Airbus est donc à l’affut de l’innovation qui pourrait faire la différence sur son marché, même s’il avance encore à petit pas, car des freins entravent le déploiement massif et immédiat de l’IoT dans l’aéronautique. Aujourd’hui, les avions ne peuvent pas envoyer facilement leurs données pendant un vol lorsqu’ils traversent plusieurs pays. « Les règlementations sur le transfert de data et les acteurs télécoms qui opèrent diffèrent d’une région à l’autre. Nous travaillons aujourd’hui avec plusieurs telcos pour construire une solution de communication globale, mais cela prend du temps », souligne l’architecte digital Nicolas Monturet.
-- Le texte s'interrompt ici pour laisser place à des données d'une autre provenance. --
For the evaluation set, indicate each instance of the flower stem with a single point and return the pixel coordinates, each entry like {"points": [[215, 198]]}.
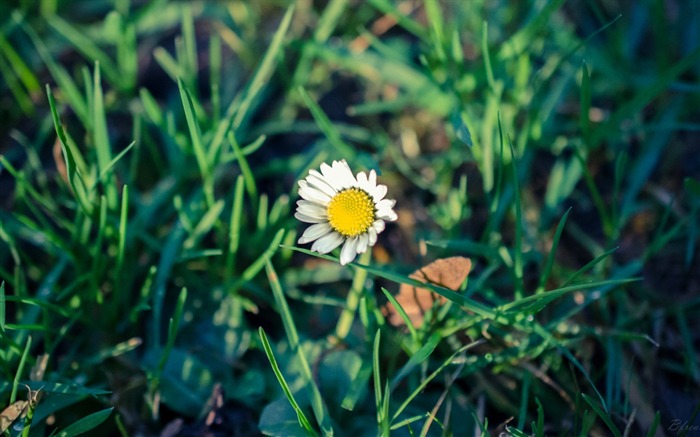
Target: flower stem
{"points": [[348, 315]]}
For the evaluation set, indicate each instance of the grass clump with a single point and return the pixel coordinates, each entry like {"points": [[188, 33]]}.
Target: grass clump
{"points": [[152, 283]]}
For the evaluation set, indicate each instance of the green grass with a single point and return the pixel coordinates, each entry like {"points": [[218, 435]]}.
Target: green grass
{"points": [[148, 255]]}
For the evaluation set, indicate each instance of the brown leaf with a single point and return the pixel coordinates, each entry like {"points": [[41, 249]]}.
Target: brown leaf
{"points": [[446, 272]]}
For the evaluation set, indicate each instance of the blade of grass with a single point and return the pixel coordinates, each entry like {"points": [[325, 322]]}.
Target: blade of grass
{"points": [[301, 417], [315, 397], [264, 71], [197, 146], [250, 184], [517, 249], [347, 316], [467, 303], [60, 75], [75, 179], [418, 357], [407, 321], [101, 139], [327, 127], [20, 369], [234, 233], [430, 377], [86, 424], [550, 257], [2, 307], [603, 415]]}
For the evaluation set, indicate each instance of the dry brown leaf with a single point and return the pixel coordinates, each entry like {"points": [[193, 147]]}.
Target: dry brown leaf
{"points": [[446, 272]]}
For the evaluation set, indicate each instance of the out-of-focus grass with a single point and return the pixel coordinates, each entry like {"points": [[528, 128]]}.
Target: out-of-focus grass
{"points": [[148, 241]]}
Pour répondre à cette problématique le groupe collabore aussi avec les nouveaux opérateurs de l’IoT, comme Sigfox qui a déployé son réseau dans 28 pays et prévoit d’en couvrir 60 d’ici 2018. « Nous avons commandé près d’un millier de capteurs de géolocalisation couplés au réseau Sigfox en 2016 et prévoyons d’en acquérir 14 000 de plus en 2017, pour localiser nos moyens logistiques (conteneurs de pièces) sur de longues distances. Le retour sur investissement de ce projet devrait être assez rapide, 9 mois à un an tout au plus », indique Trevor Stone.